Der solchermaßen herausgeforderte Barbier (oder, in diesem Falle, die Barbierette) führt die Schere also mit kleinen, schnellen Schnitten behände über den Kopf, schneidet dort, korrigiert da, kämmt vorne, striegelt hinten, immer begleitet von dem gleichen gebetsmühlenartig vorgetragenen Mantra der Kinderfrisöre: „Schön den Kopf stillhalten! Kopf hoch! Schön stillhalten!“
Am Ende aller Mantras, nach unzähligen schnellen, feinen Schnitten, nach Myriaden von vergeblichen Versuchen, genau diese Haarsträhne zum Zwecke des Scherens festzuhalten, nach vielfachem Durchatmen und Bis-zehn-zählen, nach stummen, nichtsdestotrotz inbrünstigen Gebeten, dass das eine Kind still halten und das andere Kind still bleiben solle, ist es geschafft. Unsere kleine Prinzessin hat wieder eine ordentliche Frisur auf dem Kopf, die ein bisschen (aber eben nicht ganz) so aussieht wie vorher, nur ordentlicher. Und sie sieht jetzt wieder was.

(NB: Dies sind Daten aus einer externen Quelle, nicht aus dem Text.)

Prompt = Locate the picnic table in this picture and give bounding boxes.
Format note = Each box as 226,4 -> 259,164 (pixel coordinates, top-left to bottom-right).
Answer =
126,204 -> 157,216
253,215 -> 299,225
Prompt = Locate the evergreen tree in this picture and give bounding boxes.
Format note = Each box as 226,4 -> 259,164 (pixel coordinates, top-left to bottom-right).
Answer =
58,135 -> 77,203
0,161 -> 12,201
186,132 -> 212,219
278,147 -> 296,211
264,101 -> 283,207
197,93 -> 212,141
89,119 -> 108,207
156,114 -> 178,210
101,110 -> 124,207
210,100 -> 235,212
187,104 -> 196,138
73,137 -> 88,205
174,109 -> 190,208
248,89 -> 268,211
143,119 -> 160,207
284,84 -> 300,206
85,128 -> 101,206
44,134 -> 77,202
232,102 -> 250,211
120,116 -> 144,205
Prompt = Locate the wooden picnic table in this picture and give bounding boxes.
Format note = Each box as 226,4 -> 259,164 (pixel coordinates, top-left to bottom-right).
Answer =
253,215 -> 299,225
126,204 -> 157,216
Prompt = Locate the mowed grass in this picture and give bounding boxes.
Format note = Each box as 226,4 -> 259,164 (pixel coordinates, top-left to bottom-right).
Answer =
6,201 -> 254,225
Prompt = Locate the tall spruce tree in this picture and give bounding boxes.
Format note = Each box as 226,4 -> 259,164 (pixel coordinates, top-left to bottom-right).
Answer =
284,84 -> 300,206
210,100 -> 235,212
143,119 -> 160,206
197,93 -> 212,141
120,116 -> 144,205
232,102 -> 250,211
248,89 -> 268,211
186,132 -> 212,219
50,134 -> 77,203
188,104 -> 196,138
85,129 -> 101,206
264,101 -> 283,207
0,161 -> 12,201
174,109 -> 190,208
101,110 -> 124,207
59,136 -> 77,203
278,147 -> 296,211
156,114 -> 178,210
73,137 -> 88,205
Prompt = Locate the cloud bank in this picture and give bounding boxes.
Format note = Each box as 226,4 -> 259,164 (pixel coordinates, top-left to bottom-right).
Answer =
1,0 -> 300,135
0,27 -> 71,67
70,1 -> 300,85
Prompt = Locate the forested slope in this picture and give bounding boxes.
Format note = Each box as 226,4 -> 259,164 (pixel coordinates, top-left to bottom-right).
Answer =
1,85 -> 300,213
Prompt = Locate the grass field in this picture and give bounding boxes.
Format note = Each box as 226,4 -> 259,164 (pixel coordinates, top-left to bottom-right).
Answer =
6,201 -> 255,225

Warum aber, so fragt sich der Leser (vielleicht), saß mein Töchterchen während dieser ganzen Prozedur auf dem väterlichen Schoß?

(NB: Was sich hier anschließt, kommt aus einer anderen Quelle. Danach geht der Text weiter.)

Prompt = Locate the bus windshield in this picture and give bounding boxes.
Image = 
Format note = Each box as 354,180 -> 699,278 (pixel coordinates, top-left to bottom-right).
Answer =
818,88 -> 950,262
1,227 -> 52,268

Nun ja, meine wunderbare Frau hatte mit dem Frisieren sehr klassisch begonnen. Dabei steht das Opf… unser Mädel auf einem Höckerchen, trägt ein hinreißendes Zelt, das sich als Frisörumhang tarnt, und hat den Blick frei geradeaus. In der Theorie bedeutet das, dass der zu bearbeitende Kopf in Arbeitshöhe ist, unser Töchterchen still  und leidlich bequem steht und das Haareschneiden deshalb nur wenige Minuten dauert. Aber grau ist alle Theorie. Um bei unserer Tochter zum gewünschten Ergebnis zu kommen, brauchte es einen Stuhl oder einen Pfahl, an dem wir das zu scherende Kind festbinden könnten. Da unser herrschaftliches Schloss aber aus unerfindlichen Gründen weder über Folterkammern noch -instrumente verfügt, vermittels derer wir die Kinder zart, aber bestimmt zum Stillhalten bewegen könnten, muss eben wieder Vattern ran. Und der trägt sein lieb Töchterlein, nachdem sie über Plattfüße klagte,  geduldig auf den Schenkeln und versucht verzweifelt, sie für das einzig wichtige zu interessieren: Einen unsichtbaren Punkt vor ihrer Nase, damit der Kopf a) oben und b) bewegungsarm bleibt.
Während ich also da so saß, meiner Tochter allerlei schöne Dinge, die sie vor sich zu sehen habe, damit sie den Kopf wenigstens ansatzweise ruhig hielte, erzählte, und meine Angetraute mit flinken Händen die Schere klappern ließ, kam mir ein Gedanke:
Wenn man es sich mal so recht überlegt, scheint es insbesondere für Kleinkinder nur drei grundsätzliche Frisuren zu geben. Zum einen recht unkomplizierte einfache Frisuren, die ein ebenso fixer wie geschickter Frisör (-in, nicht zu vergessen!) dem ungeduldigen Kind auf den Kopf gezaubert hat. Zum Zweiten die langhaarigen Frisuren, die schon lange keinen Frisör mehr gesehen haben und die man mittels exzessiven Gebrauch von Bürste, Föhn und Unmengen von Haarpflegemitteln zu  bändigen versucht, und schließlich c) die raspelkurzen Haare, weil nichts einfacher ist, als dem Knaben (Bevorzugt, denn bei den Mädeln sieht es einfach dämlich aus!) das Gewölle mit der elektrischen Hochleistungshaarschneidemaschine auf eine maximale Länge von zwei Millimetern zu stutzen. Da kann man dann auch nichts falsch machen.
Ich wandere nunmehr mit dem geschärften Blick eines Vaters einer frisch geschorenen Tochter durch meine kleine Welt und ich sehe: Ich habe Recht! Achtet mal drauf.
Übrigens: In den nächsten Tagen ist mein Filius dran, seine Haare stutzen zu lassen. Natürlich ohne Motorsense!